One of my jobs today required creating a Subversion repository out of a subset of a larger repository. There are many reasons why this might be useful. In my case, it was to prepare a clean repository for conversion to another version control system. The original repository contained useful checkins in one particular directory, and useless checkins elsewhere. Since a quick Googling doesn’t bring up anything useful, I figured I’d document what I did. Most of this information can be found scattered through The Subversion Book, provided you know where to look.
We’ll suppose that
ORIG is a directory containing the original repository, and
NEW is the smaller repository containing only the directory
DESIRED/DIR from the original repository. The goal is to have the repository
NEW contain only the portion of the repository originally under (not including)

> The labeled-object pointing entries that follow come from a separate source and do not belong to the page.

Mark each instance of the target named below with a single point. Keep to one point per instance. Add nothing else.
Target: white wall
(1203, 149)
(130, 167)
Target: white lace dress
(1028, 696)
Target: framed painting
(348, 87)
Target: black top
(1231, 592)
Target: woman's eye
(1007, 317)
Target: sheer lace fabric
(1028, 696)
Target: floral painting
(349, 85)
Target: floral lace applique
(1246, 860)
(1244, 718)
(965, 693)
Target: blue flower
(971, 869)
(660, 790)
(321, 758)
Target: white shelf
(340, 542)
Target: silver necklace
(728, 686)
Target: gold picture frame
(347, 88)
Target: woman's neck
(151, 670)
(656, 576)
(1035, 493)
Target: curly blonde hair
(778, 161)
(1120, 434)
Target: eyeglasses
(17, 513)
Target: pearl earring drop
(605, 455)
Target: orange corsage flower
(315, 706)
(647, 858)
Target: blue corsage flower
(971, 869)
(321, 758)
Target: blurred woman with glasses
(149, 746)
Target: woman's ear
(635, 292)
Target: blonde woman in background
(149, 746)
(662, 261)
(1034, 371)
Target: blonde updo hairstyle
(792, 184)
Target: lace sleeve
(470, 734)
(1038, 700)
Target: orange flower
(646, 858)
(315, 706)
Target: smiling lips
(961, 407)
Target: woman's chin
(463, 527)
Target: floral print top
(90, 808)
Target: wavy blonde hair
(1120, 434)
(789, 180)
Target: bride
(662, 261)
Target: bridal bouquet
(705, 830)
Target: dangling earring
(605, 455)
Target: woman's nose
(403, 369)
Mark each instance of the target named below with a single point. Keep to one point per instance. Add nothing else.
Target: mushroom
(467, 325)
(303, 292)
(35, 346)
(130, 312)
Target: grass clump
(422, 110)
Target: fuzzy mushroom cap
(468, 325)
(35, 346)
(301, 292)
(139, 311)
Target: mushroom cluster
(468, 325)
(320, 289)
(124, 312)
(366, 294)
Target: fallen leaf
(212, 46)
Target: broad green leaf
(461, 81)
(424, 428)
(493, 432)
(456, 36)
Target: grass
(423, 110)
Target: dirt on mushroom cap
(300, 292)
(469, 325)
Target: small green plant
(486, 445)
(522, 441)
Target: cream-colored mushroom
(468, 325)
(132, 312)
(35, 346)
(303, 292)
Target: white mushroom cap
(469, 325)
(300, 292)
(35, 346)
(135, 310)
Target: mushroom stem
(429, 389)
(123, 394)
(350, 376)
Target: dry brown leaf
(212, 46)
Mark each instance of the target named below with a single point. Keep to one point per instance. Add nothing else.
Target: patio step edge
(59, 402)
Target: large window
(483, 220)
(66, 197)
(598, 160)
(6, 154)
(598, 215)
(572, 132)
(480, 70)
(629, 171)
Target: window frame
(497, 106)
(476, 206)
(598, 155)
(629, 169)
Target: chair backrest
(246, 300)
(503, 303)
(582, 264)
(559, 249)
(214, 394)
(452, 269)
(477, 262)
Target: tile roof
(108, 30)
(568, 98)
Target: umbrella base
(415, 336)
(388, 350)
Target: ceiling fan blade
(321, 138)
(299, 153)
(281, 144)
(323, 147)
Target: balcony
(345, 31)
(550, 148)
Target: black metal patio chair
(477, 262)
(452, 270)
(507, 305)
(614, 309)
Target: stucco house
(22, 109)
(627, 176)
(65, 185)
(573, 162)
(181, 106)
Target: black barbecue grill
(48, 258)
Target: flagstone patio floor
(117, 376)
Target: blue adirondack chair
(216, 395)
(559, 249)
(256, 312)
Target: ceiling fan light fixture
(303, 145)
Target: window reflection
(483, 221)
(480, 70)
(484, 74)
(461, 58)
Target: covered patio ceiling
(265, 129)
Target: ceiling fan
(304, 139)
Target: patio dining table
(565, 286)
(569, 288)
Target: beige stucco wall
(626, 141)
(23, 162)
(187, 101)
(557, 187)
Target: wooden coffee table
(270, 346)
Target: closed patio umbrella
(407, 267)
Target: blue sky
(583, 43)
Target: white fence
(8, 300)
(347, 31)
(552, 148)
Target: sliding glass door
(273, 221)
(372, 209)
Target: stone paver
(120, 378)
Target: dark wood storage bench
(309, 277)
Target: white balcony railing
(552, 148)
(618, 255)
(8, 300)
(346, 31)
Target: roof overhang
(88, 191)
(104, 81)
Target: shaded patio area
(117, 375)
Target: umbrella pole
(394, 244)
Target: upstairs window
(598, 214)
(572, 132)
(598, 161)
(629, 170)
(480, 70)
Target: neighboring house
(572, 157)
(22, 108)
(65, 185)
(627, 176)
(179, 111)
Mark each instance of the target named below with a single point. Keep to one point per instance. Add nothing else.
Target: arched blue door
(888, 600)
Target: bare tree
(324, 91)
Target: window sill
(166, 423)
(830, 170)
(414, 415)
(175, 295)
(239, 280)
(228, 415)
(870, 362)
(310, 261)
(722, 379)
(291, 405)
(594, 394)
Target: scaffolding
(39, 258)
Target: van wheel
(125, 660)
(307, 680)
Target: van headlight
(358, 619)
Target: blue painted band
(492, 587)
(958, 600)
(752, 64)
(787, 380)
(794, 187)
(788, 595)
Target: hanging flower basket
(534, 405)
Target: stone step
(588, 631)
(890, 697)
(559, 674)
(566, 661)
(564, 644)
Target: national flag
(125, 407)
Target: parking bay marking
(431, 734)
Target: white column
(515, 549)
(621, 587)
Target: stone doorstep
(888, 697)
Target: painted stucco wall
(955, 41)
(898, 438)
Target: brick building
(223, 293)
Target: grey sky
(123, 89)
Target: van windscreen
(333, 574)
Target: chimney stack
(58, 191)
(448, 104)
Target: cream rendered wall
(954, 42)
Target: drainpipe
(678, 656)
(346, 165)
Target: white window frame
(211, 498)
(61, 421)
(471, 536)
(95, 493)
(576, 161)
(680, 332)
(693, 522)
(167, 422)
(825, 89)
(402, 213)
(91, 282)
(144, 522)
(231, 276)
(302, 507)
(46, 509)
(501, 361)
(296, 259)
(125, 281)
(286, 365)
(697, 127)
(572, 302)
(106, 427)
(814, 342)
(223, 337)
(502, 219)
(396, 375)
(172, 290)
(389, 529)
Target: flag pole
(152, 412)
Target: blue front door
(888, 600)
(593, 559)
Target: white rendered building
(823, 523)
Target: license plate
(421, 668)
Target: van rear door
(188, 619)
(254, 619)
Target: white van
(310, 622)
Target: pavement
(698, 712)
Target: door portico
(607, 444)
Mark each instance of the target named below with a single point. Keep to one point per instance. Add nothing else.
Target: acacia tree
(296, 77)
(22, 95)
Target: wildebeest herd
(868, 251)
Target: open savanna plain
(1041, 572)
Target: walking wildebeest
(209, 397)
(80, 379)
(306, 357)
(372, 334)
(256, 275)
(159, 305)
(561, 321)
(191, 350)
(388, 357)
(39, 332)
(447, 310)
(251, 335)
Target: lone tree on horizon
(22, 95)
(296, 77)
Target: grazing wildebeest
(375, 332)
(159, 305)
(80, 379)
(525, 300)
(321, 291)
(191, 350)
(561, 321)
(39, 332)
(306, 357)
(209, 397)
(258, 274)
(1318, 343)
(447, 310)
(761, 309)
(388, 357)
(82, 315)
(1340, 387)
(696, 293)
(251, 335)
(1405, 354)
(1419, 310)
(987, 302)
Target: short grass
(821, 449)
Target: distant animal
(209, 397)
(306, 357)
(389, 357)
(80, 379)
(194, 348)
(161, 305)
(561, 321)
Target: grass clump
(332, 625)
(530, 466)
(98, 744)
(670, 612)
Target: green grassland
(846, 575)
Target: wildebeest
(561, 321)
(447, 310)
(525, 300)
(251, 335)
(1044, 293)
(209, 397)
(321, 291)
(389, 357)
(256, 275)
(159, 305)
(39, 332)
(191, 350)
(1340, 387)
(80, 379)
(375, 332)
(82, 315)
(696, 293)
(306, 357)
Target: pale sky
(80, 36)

Step 1 is to dump the original repository, preserving only the desired commits. This results in a dump file called NEW.svnrepo:
svnadmin dump ORIG | svndumpfilter include DESIRED/DIR --drop-empty-revs --renumber-revs > NEW.svnrepo
Step 2 is to back up the dump file in case the editing in step 3 goes wrong:
cp NEW.svnrepo NEW.svnrepo.copy
Step 3 is to edit the
NEW.svnrepo file. This is the tricky step!
You should see something like this at the start of the dumpfile:
PROPS-END Node-path: calc Node-action: add Node-kind: dir Content-length: 0 PROPS-END
You want to delete the part in bold red font.
See also the section from the Subversion Book about repository filtering.
But you’re not done yet! You also want to remove the
DESIRED/DIR/ prefix when it appears after
Node-copyfrom-path:. What you do NOT want to do is a simple search and replace, because this will corrupt any files that contain that path, and corrupted files cause the repository import script to abort.
A sequence of vim substitution lines like the following should do the trick. The first two handle references to children of the desired directory. The last one handles property changes made on the desired directory itself.
:%s/Node-path: DESIRED\/DIR\//Node-path: / :%s/Node-copyfrom-path: DESIRED\/DIR\//Node-copyfrom-path: / :%s/Node-path: DESIRED\/DIR/Node-path: /
Step 4 is to create a new, empty repository:
svnadmin create NEW
Step 5 is to load the new repository from your edited dump file:
svnadmin load NEW < NEW.svnrepo
Step 6 is to import the repository from svn to bzr, using one of:
bzr svn-import NEW bzr-NEW
bzr2svn.py NEW.svnrepo bzr-NEW
Step 7 is to remove the dump files:
In my particular case, getting the new repository was a means to an end. Since I was moving to Bazaar, using specialized conversion tools was an option. My findings:
svnadmin verifyon the new repository from above works.
bzr svn-importon the new repository fails on Windows with shiny new bzr (1.12) and bzr-svn (0.5.2)
bzr svn-importon the new repository works on Ubuntu with old and rusty bzr (1.6.1) and bzr-svn (0.4.13)
bzr2svnon the new repository fails on Fedora with even older bzr (1.3.1)
bzr2svnon the ORIGINAL repository works on Fedora with even older bzr (1.3.1)
There’s not much rhyme or reason to what works and what doesn’t, so far as I can tell. With 20/20 hindsight, the easiest thing to do would have been to use
bzr2svn on Linux from the get-go, and avoid
svn-import on Windows.
bzr2svn is especially nice because it has a
--prefix option to import only a portion of a repository. That eliminates the need to muck around with
svndumpfilter in the first place.
But what’s done is done, and my pain is your gain!